![]() |
| Bocor! Ducati Diduga Pinjam Motor VR46 untuk Tes Rahasia Pecco Bagnaia di Misano. |
Mandalika – Dunia MotoGP kembali diguncang isu panas. Ducati dikabarkan melakukan tes rahasia usai MotoGP San Marino di Sirkuit Misano, dengan meminjam motor tim VR46 milik Franco Morbidelli untuk digunakan oleh Pecco Bagnaia. Dugaan ini mencuat setelah penampilan Bagnaia tiba-tiba melonjak drastis di Grand Prix Jepang, memunculkan spekulasi bahwa sang juara dunia ganda mengendarai motor dengan spesifikasi berbeda dari GP25 yang selama ini ia keluhkan.
Rumor ini awalnya muncul setelah tes pasca-balapan di Misano, di mana banyak pengamat mencurigai Ducati tengah “menguji sesuatu yang tidak biasa.” Bagnaia sendiri mengakui telah mencoba perubahan “tidak konvensional”, meski menolak menjelaskan secara rinci. Namun, keheningan itu pecah di Grand Prix Indonesia, ketika Uccio Salucci, bos tim VR46 sekaligus sahabat Valentino Rossi, secara blak-blakan mengonfirmasi bahwa Ducati memang meminjam motor GP24 dari timnya.

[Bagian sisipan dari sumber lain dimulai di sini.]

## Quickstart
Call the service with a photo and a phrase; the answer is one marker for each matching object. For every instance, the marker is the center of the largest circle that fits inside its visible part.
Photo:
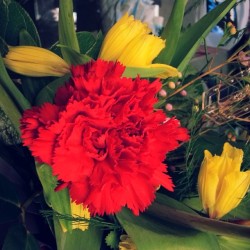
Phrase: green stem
(67, 34)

“Ya, benar. Kami diminta Ducati untuk membantu, dan kami memberikan dukungan penuh untuk kepentingan pabrikan,” ujar Salucci melalui siaran resmi Dorna. Franco Morbidelli pun membenarkan hal tersebut, menyebut bahwa hal itu “bukan masalah besar” karena VR46 hanya membantu pabrikan utama untuk riset teknis.
Meski demikian, Ducati mencoba menutup rapat kabar ini. Manajer tim Ducati, Davide Tardozzi, memberikan pernyataan yang dianggap banyak pihak sebagai “jawaban diplomatis”. “Kami hanya menguji beberapa komponen lama dan baru di Misano. Tidak ada yang istimewa,” kata Tardozzi saat ditanya wartawan di Mandalika. Namun, pengamatan paddock menunjukkan bahwa motor Bagnaia menggunakan beberapa komponen dari GP24, seperti fork depan, swingarm, hingga perangkat ride-height yang identik dengan motor musim lalu.
Uniknya, kombinasi tersebut justru mengembalikan performa Bagnaia yang sempat hilang sepanjang musim. Di Jepang, ia tampil luar biasa dan memenangkan balapan dengan dominasi mutlak—hasil yang belum pernah ia tunjukkan sepanjang 16 seri sebelumnya.
Kini, misteri “motor campuran” Ducati itu menjadi bahan perbincangan utama di paddock MotoGP. Ducati dinilai berada di posisi sulit karena di satu sisi, eksperimen itu berhasil mengembalikan kepercayaan diri Bagnaia, namun di sisi lain menimbulkan kesan bahwa motor terbaru GP25 gagal memenuhi ekspektasi. Situasi makin pelik karena performa Bagnaia kembali anjlok di Sprint Race Mandalika, tertinggal hampir 30 detik dari Marco Bezzecchi yang menggunakan GP24 murni.
Sementara itu, Marc Marquez, rekan setim Bagnaia, menilai GP25 memang memiliki kelemahan dalam pengereman dan akselerasi. “Kami tidak bisa lagi melakukan pengereman keras seperti biasanya. Motor ini butuh gaya balap yang lebih mengalir, seperti yang dilakukan Fermin Aldeguer di GP24,” ujar Marquez.
Kini, Ducati harus menjawab dua pertanyaan besar: apakah strategi mereka untuk membantu Bagnaia benar-benar tepat, dan apakah GP25 sebenarnya tidak sebaik yang diharapkan? Jawaban resminya mungkin tidak akan datang dalam waktu dekat, tapi jelas satu hal—rahasia di balik kecepatan Bagnaia di Motegi kini bukan lagi sekadar gosip paddock, melainkan skandal kecil yang mengguncang reputasi tim merah asal Bologna itu.